19 groups get $780,000 in Knight Arts funding

Three rounds of Knight Arts Challenge grants have helped Philly cultural organizations create new programs and bring art to broader audiences. Now the Knight Foundation announced $780,000 in new funding to 19 Philly artists and groups, largely toward previous challenge-grant winners looking to scale up projects or try something new.

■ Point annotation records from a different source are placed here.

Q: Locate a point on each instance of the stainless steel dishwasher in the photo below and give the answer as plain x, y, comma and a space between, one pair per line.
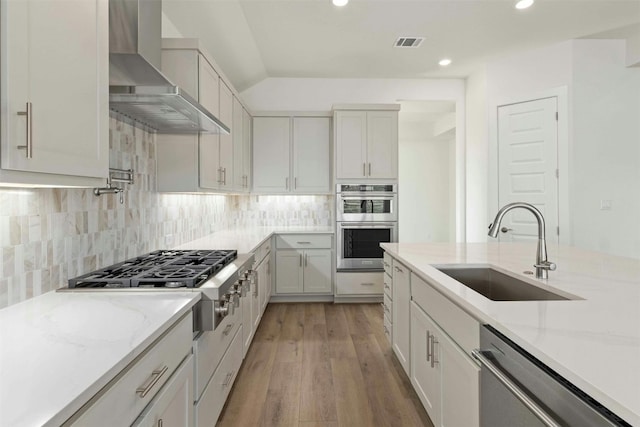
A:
517, 390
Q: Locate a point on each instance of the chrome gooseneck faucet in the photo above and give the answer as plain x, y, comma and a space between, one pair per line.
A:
542, 265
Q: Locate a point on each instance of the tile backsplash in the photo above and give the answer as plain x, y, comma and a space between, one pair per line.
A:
50, 235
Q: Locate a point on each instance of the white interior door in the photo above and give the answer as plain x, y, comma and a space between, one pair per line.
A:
528, 166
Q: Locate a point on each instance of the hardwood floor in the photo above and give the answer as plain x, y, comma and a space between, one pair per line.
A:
322, 365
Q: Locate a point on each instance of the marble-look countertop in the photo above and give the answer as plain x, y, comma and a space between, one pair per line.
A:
248, 239
59, 349
593, 341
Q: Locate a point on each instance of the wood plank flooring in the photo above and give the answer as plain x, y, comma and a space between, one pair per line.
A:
322, 365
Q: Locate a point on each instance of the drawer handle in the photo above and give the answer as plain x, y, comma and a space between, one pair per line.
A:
156, 375
227, 329
228, 378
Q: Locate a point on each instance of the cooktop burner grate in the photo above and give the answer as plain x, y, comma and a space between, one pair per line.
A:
163, 268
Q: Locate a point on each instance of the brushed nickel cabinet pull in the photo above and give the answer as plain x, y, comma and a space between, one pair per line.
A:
29, 146
155, 376
227, 329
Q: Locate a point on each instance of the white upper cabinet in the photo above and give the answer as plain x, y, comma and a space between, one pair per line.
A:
55, 101
311, 137
225, 159
204, 162
271, 154
366, 144
241, 134
291, 154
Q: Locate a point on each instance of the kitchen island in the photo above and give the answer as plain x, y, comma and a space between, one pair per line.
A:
592, 339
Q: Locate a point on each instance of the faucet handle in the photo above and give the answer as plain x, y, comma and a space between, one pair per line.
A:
546, 265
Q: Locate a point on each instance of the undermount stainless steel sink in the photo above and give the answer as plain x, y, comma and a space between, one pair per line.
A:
496, 285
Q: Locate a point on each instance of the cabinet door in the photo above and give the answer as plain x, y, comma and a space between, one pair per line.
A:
289, 271
246, 143
266, 284
209, 144
311, 155
208, 87
425, 379
173, 406
55, 57
226, 141
400, 314
237, 133
351, 144
460, 386
317, 271
271, 154
382, 144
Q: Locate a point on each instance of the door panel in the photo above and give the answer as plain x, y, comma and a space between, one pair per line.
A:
527, 165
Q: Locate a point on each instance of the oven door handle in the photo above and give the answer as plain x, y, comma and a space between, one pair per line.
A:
364, 224
366, 197
520, 394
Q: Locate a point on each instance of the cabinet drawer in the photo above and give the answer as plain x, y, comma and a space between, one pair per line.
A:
359, 283
303, 241
387, 328
387, 261
261, 252
460, 326
208, 408
387, 284
209, 348
121, 403
387, 306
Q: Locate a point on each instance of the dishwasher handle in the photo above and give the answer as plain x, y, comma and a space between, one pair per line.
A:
515, 389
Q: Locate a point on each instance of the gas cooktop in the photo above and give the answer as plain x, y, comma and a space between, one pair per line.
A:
159, 269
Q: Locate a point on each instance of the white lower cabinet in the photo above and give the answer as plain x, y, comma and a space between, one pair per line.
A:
444, 377
209, 407
400, 322
304, 264
173, 406
127, 396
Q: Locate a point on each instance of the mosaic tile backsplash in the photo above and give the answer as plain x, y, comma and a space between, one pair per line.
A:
50, 235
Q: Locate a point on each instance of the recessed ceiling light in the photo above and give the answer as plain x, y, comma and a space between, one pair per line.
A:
523, 4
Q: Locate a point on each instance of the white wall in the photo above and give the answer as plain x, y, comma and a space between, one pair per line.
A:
599, 152
316, 94
424, 166
477, 154
606, 148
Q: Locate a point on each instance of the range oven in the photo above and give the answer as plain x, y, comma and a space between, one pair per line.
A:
222, 277
366, 216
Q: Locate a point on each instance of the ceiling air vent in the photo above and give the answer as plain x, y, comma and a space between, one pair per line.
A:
409, 41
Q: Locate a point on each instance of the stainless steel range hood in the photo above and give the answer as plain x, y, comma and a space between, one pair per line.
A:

Among these winners are several that promise to turn “everyday moments into artistic experiences.”  Here are five highly public projects we’re excited to experience:

Andy: A Popera

Bearded Ladies Cabaret ($75,000) will create and produce “an interactive, pop-up opera inspired by the life and legacy of Andy Warhol.” While it’s a work in progress there will be pop-up performances in everyday places, like parks. Opera Philadelphia will provide an opera chorus for the show’s run at The Wilma Theater.

Particle Falls

Chemical Heritage Foundation ($60,000) will interpret urban air quality through a public art project by digital media artist Andrea Polli. Polli will create a 60-foot video projection on the façade of The Wilma Theater visualizing real-time air quality data.

psychylustro

Philadelphia Mural Arts Advocates ($50,000) will go towards the huge site-specific installation at seven spots along the Northeast Corridor railroad tracks in Philadelphia by German artist Katharina Grosse. The splashy artwork is intended to be viewed through window of a moving train. It’s a “real-time landscape painting that explores shifting scale, perspective and the passage of time.”

Subway zoetropes

Sean Stoops ($27,000) will turn subway tunnels into an art canvas. Stoops will install a series of large images, sequenced like a giant flipbook, in Center City subway tunnels, which will use the speed of moving trains to create the illusion of a moving image.

40-hour Open House + Mug Assault

The Clay Studio ($25,000) will hold a 40-hour open house in celebration of its 40th anniversary, including hands-on workshops, demonstrations, and presentations. Twenty artists will create 200 custom coffee mugs, which will be given away to strangers in a “Guerilla Mug Assault.”